Así lo determinó la Defensoría de los Habitantes en un informe técnico notificado oficialmente al Ministerio de Educación Pública (MEP), en el que concluye que el esquema actual no solo ha fracasado, sino que vulnera directamente los derechos humanos de miles de estudiantes.
Los datos respaldan la gravedad del diagnóstico, pues 389 centros educativos arrancaron el curso lectivo 2026 con órdenes sanitarias vigentes y sin ningún proyecto de reparación asignado.

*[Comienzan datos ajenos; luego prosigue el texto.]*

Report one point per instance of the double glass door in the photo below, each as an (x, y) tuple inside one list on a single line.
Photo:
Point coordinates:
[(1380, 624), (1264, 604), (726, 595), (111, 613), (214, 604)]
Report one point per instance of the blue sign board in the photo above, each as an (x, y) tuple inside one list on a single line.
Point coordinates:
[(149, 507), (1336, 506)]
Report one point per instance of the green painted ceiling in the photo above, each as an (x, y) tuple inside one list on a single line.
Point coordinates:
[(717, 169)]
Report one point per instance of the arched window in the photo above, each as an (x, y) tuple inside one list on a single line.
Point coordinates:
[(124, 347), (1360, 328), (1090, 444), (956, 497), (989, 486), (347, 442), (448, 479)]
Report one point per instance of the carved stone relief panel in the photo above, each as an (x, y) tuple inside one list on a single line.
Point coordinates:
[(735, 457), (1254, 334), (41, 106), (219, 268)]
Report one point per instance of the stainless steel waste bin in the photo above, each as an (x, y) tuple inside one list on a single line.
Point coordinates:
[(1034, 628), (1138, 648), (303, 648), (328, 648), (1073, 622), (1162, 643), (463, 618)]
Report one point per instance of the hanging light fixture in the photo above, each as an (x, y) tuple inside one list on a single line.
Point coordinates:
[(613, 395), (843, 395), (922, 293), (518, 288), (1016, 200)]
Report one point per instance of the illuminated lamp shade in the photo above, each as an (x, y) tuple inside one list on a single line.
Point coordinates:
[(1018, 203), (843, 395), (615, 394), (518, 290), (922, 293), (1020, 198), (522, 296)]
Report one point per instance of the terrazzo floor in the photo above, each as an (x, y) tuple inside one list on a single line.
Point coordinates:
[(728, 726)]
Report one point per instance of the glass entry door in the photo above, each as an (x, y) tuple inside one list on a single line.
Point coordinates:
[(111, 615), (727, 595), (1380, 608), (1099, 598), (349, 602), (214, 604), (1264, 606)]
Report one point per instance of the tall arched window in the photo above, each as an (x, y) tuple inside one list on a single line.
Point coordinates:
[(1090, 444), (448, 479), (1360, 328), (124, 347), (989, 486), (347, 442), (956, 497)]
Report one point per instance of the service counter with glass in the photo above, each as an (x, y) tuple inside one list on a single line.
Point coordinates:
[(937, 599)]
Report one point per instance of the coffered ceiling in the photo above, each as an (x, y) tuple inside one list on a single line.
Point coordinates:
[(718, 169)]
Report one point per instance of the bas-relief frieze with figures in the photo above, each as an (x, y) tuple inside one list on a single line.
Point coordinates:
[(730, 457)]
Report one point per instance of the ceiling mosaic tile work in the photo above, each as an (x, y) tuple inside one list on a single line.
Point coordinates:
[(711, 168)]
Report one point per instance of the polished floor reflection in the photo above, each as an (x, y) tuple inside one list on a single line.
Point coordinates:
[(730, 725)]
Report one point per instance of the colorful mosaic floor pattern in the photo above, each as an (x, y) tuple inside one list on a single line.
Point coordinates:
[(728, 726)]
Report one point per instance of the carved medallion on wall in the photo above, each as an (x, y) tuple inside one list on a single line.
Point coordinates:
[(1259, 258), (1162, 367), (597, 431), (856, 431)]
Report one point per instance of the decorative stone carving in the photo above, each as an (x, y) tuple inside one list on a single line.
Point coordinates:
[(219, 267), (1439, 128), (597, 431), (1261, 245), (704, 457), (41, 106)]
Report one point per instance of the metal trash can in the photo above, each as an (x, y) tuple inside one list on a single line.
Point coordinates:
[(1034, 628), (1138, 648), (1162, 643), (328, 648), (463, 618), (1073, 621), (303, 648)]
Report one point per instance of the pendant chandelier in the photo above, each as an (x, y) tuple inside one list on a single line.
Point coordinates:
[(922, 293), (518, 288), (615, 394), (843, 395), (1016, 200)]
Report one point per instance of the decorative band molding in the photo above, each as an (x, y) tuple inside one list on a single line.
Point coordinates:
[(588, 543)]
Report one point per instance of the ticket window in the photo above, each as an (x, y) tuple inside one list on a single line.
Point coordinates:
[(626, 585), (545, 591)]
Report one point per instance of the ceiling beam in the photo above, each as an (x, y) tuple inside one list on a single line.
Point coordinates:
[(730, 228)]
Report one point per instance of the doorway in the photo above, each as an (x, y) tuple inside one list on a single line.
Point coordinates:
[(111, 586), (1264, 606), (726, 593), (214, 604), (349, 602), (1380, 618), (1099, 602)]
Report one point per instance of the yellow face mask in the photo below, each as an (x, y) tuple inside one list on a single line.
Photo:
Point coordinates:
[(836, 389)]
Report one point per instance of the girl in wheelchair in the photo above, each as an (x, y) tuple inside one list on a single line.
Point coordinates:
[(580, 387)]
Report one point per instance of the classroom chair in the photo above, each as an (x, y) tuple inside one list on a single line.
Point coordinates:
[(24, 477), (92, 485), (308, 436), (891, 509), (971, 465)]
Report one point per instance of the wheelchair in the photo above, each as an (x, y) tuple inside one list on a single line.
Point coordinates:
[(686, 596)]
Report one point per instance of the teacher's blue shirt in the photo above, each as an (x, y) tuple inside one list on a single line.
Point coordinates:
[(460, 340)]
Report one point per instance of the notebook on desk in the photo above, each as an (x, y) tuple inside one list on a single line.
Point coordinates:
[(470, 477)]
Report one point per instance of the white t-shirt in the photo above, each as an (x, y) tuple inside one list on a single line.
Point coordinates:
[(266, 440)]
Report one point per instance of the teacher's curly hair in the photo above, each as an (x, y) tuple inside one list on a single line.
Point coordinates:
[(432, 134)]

Incluso hay advertencias sanitarias que están en categoría roja, es decir, con riesgo inminente de cierre.
El esquema vigente obliga a las Juntas de Educación y Administrativas (conformadas por vecinos y padres de familia voluntarios) a asumir la contratación de ingenieros, la supervisión de obras y la ejecución de proyectos que, en muchos casos, involucran miles de millones de colones.
Una carga que, según la Defensoría, supera por mucho sus capacidades técnicas y legales.
El resultado es dinero paralizado. Hay proyectos constructivos que llevan más de una década detenidos, con fondos congelados en cuentas de Caja Única, mientras los estudiantes reciben lecciones en aulas deterioradas.
“El modelo actual que transfiere fondos con fundamento en la matrícula, a una Junta que ejecuta, está agotado en su forma presente, requiriendo una reingeniería que traslade en un 100% la responsabilidad a la DIE”, expresó Angie Cruickshank, defensora de los Habitantes.
Lo anterior resulta relevante si se considera que la Ley de Juntas de Educación y Juntas Administrativas (Ley N.° 10631) establece como uno de los requisitos básicos para integrar estos órganos, saber leer y escribir.
Pese a ello, a sus miembros se les confía la administración de recursos públicos destinados a infraestructura educativa y otros gastos de los centros educativos, una responsabilidad que implica la gestión de millones de colones provenientes del Estado.
Pese a que deben dominar leyes complejas de contratación pública y conocimientos de ingeniería para una correcta gestión, no se les exige preparación académica ni otros requisitos.
“Hay que devolver la responsabilidad al Estado. El MEP debe presentar un programa para quitarle la carga técnica y legal de la construcción y el mantenimiento a las Juntas de Educación. Toda la responsabilidad del ciclo de vida de la infraestructura escolar debe ser asumida exclusivamente por el MEP de forma profesional”, expresó.
La Defensoría le pidió a la cartera diseñar una programación decenal 2026-2035 con un portafolio transparente que especifique qué centros se van a intervenir, cuánto costará, de dónde vendrán los recursos y en qué plazo se entregarán, priorizando aquellos que tienen órdenes sanitarias.
“Son muy acertadas todas las recomendaciones que se están planteando para mejorar la infraestructura. Las juntas de educación, aunque sus integrantes realizan un gran esfuerzo, no siempre cuentan con la capacitación necesaria en administración pública ni en procesos de contratación”, señaló Rocío Solís, exviceministra del MEP.